The final regulations, which take effect immediately and largely affirm rules the IRS issued in May 2006, provide numerous examples of expenses that may and may not be funded through a dependent care FSA.
For example, expenses for day camps, including specialized camps, are eligible for reimbursement. Additionally, preschool expenses, including food, can be reimbursed through an FSA.
On the other hand, expenses for kindergarten and higher grades are not eligible because those programs are primarily for education rather than for child care—part of the regulations that affirm an earlier IRS information letter.
The final regulations also say fees paid to an employment agency to obtain the services of an au pair can be covered through an FSA, as can the cost of bus service that delivers a child to a daycare facility.

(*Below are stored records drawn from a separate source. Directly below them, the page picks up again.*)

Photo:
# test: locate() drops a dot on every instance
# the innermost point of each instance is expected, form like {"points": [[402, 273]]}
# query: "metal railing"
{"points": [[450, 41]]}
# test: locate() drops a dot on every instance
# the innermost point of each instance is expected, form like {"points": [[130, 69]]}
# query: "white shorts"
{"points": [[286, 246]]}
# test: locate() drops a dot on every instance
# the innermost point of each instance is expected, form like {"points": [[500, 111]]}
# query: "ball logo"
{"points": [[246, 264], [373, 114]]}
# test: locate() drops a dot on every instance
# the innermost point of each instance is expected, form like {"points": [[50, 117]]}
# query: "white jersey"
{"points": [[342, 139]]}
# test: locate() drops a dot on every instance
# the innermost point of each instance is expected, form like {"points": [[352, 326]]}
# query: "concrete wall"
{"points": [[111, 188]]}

However, the employee’s cost of driving his or her child to the facility is not reimbursable through an FSA.
Only a small percentage of employees are eligible to make contributions to dependent care FSAs because of federal restrictions. For example, in the case of employees’ children, FSAs can be used to cover eligible expenses for children only under age 13.
In addition, dependent care expenses related to children in two-parent families in which only one parent works cannot be covered.
Lower-income employees may find it more effective to take the federal dependent care tax credit than make pretax contributions to a dependent care FSA.
While only a small percentage of employees contribute to dependent care FSAs, those who do cut the true cost of such expenses by as much as one-third because they are paying with pretax contributions.